L’écriture de l’auteur ne laisse rien au hasard. L’écriture est pleine d’émotion. Chaque mot semble choisi pour traduire au plus juste une émotion indicible. En lisant ce roman j’ai souvent pensé à Gustave Flaubert qui s’était écrié à l’écriture de « Madame Bovary », que « Madame Bovary » c’était lui !!! En fait, Dima n’est-elle pas ce personnage en chemin d’identité, d’exil intérieur, de quête de sens, de chemin à faire au regard d’un Liban en friche ; et qui se cherche lui-même… comme bon nombre des habitants du pays du Cèdre ?!? Et, forcément cela ne nous laisse pas indifférent en explorant les silences et en nous donnant de participer de l’extérieur à une expérience de l’exil.
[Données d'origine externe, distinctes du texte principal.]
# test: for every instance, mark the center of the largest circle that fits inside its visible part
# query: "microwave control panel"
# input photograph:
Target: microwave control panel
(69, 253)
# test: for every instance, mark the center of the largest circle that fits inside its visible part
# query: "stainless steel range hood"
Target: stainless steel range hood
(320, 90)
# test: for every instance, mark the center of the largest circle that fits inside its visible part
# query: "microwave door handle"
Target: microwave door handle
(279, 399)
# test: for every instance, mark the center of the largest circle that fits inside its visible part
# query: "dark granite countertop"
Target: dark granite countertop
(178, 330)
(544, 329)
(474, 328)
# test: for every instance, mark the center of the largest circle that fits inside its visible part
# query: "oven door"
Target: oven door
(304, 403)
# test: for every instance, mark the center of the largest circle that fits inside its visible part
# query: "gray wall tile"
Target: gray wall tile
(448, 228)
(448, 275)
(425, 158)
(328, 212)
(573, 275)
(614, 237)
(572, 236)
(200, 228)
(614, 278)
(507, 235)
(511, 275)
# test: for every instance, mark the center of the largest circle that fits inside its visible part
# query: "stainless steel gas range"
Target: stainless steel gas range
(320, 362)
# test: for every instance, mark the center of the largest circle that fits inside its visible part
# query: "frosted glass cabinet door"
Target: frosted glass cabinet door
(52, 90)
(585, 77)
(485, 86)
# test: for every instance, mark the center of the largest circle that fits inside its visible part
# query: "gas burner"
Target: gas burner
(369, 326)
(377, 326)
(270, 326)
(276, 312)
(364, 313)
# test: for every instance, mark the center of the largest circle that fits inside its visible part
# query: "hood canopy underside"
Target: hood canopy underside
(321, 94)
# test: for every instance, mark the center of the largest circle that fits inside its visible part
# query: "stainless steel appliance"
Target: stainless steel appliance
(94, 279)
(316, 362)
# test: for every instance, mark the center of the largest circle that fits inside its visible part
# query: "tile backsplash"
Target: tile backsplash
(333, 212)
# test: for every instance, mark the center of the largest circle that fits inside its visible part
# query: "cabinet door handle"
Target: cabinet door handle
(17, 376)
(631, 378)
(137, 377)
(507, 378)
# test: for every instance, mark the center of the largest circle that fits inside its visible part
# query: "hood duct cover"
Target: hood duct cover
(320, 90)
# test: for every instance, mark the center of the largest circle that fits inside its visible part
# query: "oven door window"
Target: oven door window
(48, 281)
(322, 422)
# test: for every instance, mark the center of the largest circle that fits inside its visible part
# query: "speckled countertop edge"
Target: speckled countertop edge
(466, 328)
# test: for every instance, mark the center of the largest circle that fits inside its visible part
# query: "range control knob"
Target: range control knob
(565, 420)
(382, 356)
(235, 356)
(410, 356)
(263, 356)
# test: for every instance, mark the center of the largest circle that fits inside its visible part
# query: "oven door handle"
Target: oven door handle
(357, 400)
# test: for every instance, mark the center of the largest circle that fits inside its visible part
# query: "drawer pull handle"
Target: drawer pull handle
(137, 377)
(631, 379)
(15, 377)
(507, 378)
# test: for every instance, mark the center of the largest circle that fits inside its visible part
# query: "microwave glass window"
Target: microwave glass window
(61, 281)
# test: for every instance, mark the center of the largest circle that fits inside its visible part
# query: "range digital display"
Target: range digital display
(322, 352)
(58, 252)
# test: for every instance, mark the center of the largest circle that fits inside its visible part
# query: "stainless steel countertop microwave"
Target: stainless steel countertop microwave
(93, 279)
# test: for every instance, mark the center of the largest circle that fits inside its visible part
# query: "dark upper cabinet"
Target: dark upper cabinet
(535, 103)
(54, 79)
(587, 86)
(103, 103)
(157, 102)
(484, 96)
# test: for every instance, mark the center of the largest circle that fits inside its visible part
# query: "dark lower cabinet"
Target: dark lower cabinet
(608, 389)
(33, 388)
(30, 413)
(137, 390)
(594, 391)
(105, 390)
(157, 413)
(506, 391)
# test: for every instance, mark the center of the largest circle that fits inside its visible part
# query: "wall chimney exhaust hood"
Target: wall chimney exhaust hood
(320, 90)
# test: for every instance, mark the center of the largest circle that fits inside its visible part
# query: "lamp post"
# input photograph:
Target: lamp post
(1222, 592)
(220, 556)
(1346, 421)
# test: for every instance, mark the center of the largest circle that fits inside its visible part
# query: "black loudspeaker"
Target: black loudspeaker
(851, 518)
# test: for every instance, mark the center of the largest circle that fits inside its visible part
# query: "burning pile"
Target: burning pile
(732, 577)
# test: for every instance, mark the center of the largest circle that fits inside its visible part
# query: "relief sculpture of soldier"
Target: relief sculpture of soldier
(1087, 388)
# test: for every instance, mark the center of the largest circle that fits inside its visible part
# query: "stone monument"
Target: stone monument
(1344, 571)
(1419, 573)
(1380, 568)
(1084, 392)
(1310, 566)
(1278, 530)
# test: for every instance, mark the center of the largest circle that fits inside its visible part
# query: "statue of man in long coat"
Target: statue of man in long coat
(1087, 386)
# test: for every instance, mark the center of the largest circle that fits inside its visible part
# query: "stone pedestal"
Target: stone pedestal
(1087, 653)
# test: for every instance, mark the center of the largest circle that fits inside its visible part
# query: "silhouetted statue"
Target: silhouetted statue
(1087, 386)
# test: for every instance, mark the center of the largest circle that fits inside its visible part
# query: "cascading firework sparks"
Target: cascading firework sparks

Le roman ne cherche pas à raconter une histoire linéaire mais à incarner un état d’âme. Dima Abdallah signe ici un texte où la parole devient le lieu d’une mémoire hantée, où l’exil n’est pas géographique mais intérieur. L’absence de prénom du personnage principal souligne son anonymat social et son exil intérieur. Bien sûr, entre les lignes on trouvera les traces de la Guerre du Liban qui reste pour les Libanais, et ceux qui vivent ce drame en diaspora comme une marque indélébile et une blessure permanente. On pourra voir, ici, un tiraillement et une tension permanente, une névrose non encore cicatrisée et une quête toujours en chemin. En ce sens, le troisième roman de Dima Abdallah est profond, exigeant et parfois déroutant. Un livre qui résonne bien au-delà des pages. Il nous parle de nous-mêmes, et de tous les exils physiques et intérieurs. Il peut aussi bien toucher celui des Libanais, des Kurdes, des Arméniens ou des Palestiniens. Il parle surtout à notre imaginaire, et à chacune de nos vies entre ombres et lumières, entre vide et complétude. Dima Abdallah signe avec ce roman un beau livre touchant, angoissant, et en définitive salutaire nous accompagnant d’une rive à l’autre d’un pays, et de nous-mêmes. A lire !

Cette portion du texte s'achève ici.